Media labs, hacker zones, makerspaces, humanities labs, fab labs, tech incubators, innovation centres, hacklabs and media archaeology labs: they’re everywhere, and we can’t stop talking about them.
Media labs are liminal but increasingly powerful spaces in many contemporary settings. They appear in universities and colleges, wedged uneasily between traditional departments and faculties. They’re also in basements, warehouses, strip malls and squats. They are stable to varying degrees; many have long-term addresses and an itinerant roster of occupants. Some pop up in one location for a few days, then relocate to another. Sometimes they’re even in mobile trucks in the streets, bringing tools and expertise to children in schools and the general public. As clusters of tools and talent streamlined to produce economic value, labs sometime align with the most ruthless of venture capitalists; in other cases, they are free and open for all to use, disdainful of all commercial motivations.

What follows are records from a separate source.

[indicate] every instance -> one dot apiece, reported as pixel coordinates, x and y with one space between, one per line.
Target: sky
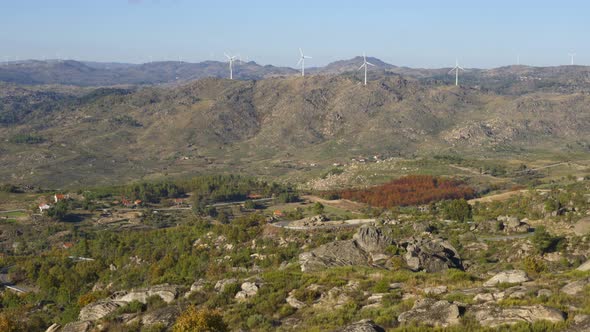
414 33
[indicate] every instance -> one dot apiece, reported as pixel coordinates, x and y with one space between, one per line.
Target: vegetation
410 190
200 320
27 139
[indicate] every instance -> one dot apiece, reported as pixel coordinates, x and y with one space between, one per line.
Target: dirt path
343 204
474 172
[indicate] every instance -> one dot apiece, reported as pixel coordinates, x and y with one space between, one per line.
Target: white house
44 207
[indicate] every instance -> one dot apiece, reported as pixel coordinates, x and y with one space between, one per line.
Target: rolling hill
274 125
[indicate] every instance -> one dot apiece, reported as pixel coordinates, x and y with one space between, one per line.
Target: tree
545 242
7 324
59 210
318 208
200 320
457 209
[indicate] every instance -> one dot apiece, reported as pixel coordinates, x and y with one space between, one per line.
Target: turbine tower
456 70
231 60
365 65
302 61
572 56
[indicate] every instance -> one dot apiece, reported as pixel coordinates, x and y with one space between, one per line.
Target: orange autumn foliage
410 190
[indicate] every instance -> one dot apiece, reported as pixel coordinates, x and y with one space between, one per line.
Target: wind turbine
231 60
365 65
572 55
456 70
302 61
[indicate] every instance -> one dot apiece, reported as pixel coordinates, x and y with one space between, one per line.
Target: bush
533 265
59 210
544 242
200 320
27 139
457 209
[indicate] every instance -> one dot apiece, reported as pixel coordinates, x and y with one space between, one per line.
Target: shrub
533 265
544 242
27 139
457 209
410 190
200 320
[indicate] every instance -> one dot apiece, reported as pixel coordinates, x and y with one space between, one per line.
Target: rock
294 302
249 289
488 297
166 292
580 318
83 326
422 227
164 316
364 325
431 312
221 284
100 309
437 290
339 253
431 255
367 247
511 277
574 288
396 285
493 316
53 328
584 267
197 286
372 239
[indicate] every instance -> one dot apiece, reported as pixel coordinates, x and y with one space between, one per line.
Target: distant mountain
278 125
70 72
510 79
352 65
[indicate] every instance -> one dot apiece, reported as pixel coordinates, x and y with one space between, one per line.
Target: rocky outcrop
431 312
249 289
436 290
221 284
339 253
294 302
362 326
162 316
373 240
492 316
166 292
53 328
77 327
367 246
574 288
97 310
430 255
510 277
584 267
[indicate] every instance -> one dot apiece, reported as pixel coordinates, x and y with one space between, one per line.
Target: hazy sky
417 33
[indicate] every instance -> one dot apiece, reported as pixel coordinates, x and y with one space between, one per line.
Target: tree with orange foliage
200 320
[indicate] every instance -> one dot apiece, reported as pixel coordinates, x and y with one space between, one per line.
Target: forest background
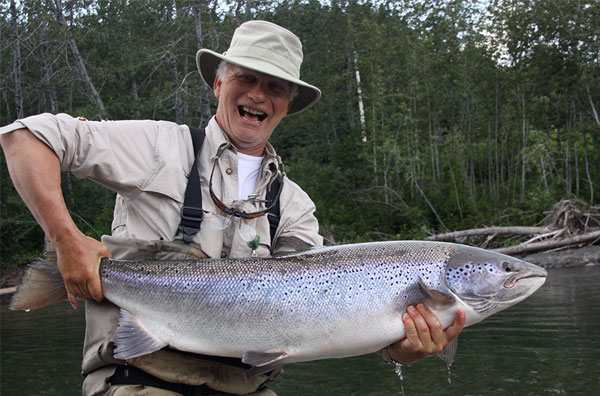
435 116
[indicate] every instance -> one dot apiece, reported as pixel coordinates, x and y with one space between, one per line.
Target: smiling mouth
251 114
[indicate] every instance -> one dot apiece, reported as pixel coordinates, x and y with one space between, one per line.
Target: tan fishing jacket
147 163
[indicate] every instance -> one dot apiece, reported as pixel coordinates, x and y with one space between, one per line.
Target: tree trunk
16 47
551 244
517 230
56 5
205 92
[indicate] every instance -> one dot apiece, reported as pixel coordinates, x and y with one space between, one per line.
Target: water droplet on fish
399 373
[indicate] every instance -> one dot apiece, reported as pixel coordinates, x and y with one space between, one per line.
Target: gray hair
224 69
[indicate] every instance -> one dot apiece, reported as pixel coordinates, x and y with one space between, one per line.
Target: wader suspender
191 211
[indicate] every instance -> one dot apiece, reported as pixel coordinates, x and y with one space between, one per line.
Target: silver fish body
323 303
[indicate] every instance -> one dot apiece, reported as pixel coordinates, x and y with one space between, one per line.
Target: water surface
548 344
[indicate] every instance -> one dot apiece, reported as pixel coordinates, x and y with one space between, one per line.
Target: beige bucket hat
267 48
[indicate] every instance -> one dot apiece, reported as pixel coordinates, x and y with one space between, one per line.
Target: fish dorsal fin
435 297
448 353
262 362
132 339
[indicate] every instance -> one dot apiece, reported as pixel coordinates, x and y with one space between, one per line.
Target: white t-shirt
248 168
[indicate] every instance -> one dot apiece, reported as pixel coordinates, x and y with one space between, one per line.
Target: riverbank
579 257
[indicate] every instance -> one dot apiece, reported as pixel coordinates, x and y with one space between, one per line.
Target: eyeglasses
240 213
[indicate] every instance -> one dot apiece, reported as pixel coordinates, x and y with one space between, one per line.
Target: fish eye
507 267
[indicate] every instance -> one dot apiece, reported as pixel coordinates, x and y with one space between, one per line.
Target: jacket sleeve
125 156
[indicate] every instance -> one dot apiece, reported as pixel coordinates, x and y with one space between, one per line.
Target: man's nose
257 93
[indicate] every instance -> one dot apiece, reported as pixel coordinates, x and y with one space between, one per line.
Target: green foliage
472 117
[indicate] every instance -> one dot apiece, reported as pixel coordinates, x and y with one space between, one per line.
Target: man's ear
217 86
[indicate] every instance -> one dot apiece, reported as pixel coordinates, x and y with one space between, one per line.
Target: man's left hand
424 334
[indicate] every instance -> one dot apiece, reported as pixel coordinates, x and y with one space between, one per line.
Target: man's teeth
252 111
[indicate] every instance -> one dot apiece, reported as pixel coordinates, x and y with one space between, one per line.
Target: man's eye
277 88
247 78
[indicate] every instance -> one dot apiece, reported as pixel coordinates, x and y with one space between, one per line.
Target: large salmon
327 302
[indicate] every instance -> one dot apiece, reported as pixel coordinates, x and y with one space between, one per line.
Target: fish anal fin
448 353
262 362
132 339
435 297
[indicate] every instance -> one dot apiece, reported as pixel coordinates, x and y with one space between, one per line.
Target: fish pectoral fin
435 297
132 339
262 362
448 353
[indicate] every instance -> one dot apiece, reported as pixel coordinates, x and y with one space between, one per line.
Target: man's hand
424 334
79 261
35 171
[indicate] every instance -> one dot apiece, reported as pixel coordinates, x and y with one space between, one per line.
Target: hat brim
208 61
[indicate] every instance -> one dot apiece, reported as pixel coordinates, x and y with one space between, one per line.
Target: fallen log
550 244
516 230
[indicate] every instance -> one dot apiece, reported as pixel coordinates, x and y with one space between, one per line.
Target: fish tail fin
41 285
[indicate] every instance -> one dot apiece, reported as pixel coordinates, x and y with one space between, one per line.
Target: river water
548 344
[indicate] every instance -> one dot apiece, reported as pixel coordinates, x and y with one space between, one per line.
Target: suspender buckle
191 217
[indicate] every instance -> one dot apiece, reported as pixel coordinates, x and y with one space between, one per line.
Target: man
148 164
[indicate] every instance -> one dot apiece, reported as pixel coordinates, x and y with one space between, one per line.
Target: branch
552 244
486 231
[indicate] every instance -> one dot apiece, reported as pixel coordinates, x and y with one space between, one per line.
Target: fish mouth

Despite their sudden visibility due to the burgeoning of the digital humanities, media labs have a surprisingly long history. As part of the historical avant-gardes, media arts labs were the sites where the new materials and aesthetics of technical modernity were developed. They often share a common ideology, tied not just to the neoliberal drive to privatize, innovate and disrupt, but to long-standing modernist ideas about creative destruction, quantification and the value of scientificity.
THE LAB BOOK will thoroughly document and explicate this significant cultural force. This project, authored by three established mid-career media and communications scholars working in three different countries, consists of two components: a print book and a companion website. As a whole, the project includes:
- contextualization of today’s media labs in terms of 20th century history and the ideology of modernity, especially in terms of the discourses of scientificity, innovation, disruption and creativity
- interviews with the denizens and operators of historically important and contemporary media labs of all shapes and sizes
- examination of contemporary discourse about media labs in print and online journalism, in fiction and popular media, and in official documents from universities, and other public and private sector institutions
- evaluation of the complex and ambivalent relationships between media labs, traditional educational institutions and neoliberal economic forces
- investigation into the extent to which media labs have the potential to intervene in these economic forces and perhaps model a version of posthumanities scholarship
The print portion of the project, THE LAB BOOK, presents a much-needed critical, historical and international examination of a major ongoing shift in contemporary ideas about higher education, the information technology sector and the public good. The book investigates the history of media and humanities labs as situated practices. This website will deliver a synchronic overview of contemporary media labs through a series of interviews with their occupants.
We are pleased to be able to announce that THE LAB BOOK will be published by the University of Minnesota Press.